Peter Tosh nel 1976 con la sua Legalize It! ricorda come “Doctors smoke it, Nurses smoke it, Judges smoke it, even the lawyer too”, e che è meglio legalizzare, rispetto a giudicare il consumatore. Lo stesso Peter Tosh che secondo lo storico del Reggea Roger Steffens si fece finanziare un album da uno spacciatore, che quando scoprì il titolo “Legalize It!” mostrò qualche rimostranza: “amico così perdo il lavoro!”, per fortuna cambiò idea. Nel 1978 Bob Marley uscì con Kaya, una vera e propria ode alla pianta di cannabis che “gli fa toccare il cielo, in un giorno di pioggia”. Il rapporto di Marley con la cannabis era di forte connessione, e ricorda nei suoi tesi come l’utilizzo ne stimolava la meditazione e il pensiero, portando al benessere della mente: un approccio definibile dal mio punto di vista medico-ricreativo. Sempre nel 1978 in Italia Stefano Rosso presentò Una Storia Disonesta: una sera qualunque in quindici a casa, a parlare dei problemi dello Stato e dell’hashish legalizzato. Ironica e irriverente, è un balletto tra l’ipocrisia del tempo e il vecchio problema della “reputazione”. Alla fine tutto viene ricordato con: “che bello, due amici, una chitarra e uno spinello”.

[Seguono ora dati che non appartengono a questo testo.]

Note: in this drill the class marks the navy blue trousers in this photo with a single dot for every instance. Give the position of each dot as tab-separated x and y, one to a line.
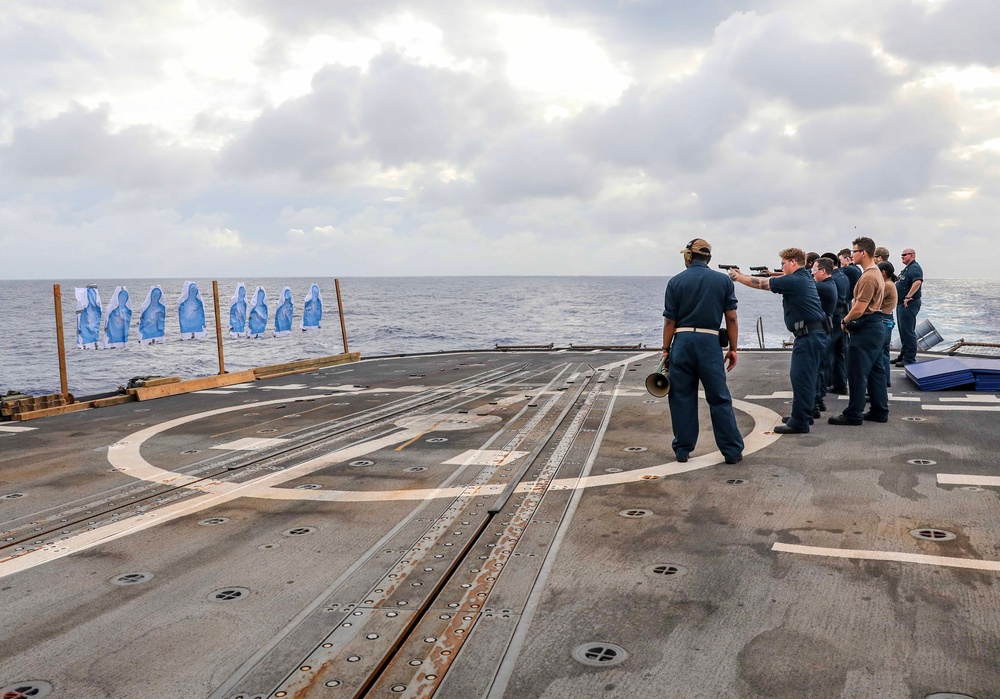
807	354
886	361
697	357
906	321
865	370
825	366
838	363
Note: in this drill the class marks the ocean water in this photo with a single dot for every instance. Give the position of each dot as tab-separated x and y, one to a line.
403	315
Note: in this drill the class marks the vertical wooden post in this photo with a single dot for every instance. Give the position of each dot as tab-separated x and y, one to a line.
218	327
340	309
60	343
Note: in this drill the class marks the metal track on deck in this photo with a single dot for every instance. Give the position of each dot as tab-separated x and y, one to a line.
404	636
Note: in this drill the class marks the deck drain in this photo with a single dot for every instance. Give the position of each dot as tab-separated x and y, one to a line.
928	534
35	689
298	531
636	513
600	654
213	521
229	594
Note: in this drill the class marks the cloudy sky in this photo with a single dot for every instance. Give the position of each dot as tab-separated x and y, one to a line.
199	138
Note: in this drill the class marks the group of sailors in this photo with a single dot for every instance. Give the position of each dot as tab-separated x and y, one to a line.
839	308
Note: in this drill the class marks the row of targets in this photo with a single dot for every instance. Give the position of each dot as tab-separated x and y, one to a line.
248	317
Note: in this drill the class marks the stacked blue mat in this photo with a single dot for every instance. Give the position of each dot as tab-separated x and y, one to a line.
953	372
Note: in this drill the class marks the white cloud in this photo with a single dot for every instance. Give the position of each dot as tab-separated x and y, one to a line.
413	137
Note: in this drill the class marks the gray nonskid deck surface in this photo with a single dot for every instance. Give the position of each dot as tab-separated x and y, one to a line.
365	552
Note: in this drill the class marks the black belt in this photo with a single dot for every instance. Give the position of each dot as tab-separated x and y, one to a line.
803	328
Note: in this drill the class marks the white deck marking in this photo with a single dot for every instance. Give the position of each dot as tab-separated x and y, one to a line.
898	399
628	360
972	398
483	457
897	556
251	444
125	456
961	479
966	408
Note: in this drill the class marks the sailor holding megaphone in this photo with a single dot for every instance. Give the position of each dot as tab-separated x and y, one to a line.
695	302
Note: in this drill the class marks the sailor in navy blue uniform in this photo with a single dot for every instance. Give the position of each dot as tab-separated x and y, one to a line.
804	318
826	287
694	304
911	278
836	349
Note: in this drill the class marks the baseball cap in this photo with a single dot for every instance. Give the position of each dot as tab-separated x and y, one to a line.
699	246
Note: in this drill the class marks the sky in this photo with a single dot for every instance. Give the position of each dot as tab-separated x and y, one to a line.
230	138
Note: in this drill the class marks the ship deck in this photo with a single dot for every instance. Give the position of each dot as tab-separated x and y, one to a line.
498	524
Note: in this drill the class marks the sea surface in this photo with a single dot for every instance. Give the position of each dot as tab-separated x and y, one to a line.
403	315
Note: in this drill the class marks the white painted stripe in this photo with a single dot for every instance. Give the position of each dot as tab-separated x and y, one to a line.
898	399
966	408
897	556
962	479
250	444
972	398
484	457
628	360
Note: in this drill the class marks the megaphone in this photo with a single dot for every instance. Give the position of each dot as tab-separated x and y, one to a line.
657	383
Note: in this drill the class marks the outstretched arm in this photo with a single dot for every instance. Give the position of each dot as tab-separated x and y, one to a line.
747	280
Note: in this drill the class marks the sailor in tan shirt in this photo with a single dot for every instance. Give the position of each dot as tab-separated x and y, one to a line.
888	304
864	352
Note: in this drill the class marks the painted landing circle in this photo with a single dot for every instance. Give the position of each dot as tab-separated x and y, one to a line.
125	456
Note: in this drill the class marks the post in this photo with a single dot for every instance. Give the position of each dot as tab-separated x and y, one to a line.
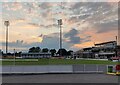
6	23
116	47
59	24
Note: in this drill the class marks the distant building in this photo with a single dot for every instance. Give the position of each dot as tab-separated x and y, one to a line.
105	49
35	55
100	50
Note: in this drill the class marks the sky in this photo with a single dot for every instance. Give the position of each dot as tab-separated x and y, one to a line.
35	23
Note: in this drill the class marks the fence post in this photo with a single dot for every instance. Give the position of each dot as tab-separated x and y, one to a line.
97	68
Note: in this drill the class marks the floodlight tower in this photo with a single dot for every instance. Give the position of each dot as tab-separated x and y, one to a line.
6	23
60	27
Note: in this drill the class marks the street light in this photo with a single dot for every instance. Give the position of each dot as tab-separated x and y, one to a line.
6	23
14	56
59	24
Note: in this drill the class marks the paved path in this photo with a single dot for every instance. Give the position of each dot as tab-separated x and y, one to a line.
60	78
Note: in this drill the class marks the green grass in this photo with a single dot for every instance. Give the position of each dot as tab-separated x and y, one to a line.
56	62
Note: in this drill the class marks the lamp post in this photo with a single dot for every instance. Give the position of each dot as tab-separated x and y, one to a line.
6	23
14	56
59	24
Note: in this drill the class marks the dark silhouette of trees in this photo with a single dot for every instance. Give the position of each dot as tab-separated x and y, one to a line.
34	50
69	53
63	52
45	50
53	52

Nel 1979 Eugenio Finardi entrò maggiormente nelle questioni della realtà sociale legata all’utilizzo della Cannabis, cantando liberamente Legalizzatela. Già a fine anni ’70 ricorda che non è questione di approvazione, che anche chi si buca si fa del male ma non per questo è definibile criminale: “non si può sbattere in prigione”. Oggi combattiamo ancora contro il proibizionismo, sperando di poter presto attingere alle istruzioni d’uso dei Punkreas che con Canapa (2002) ci forniscono il kit musicale per il coltivatore: “Sei mesi di attenzione e cure, per tenere creature”. La vecchiaia poi ti fa pensare a come affrontare la morte: Willie Nelson all’età di 79 anni consiglia un “Roll Me Up and Smoke Me When I Die” (2012), e che le lacrime saranno sostituite da un party tra amici, e ricordi di fumo.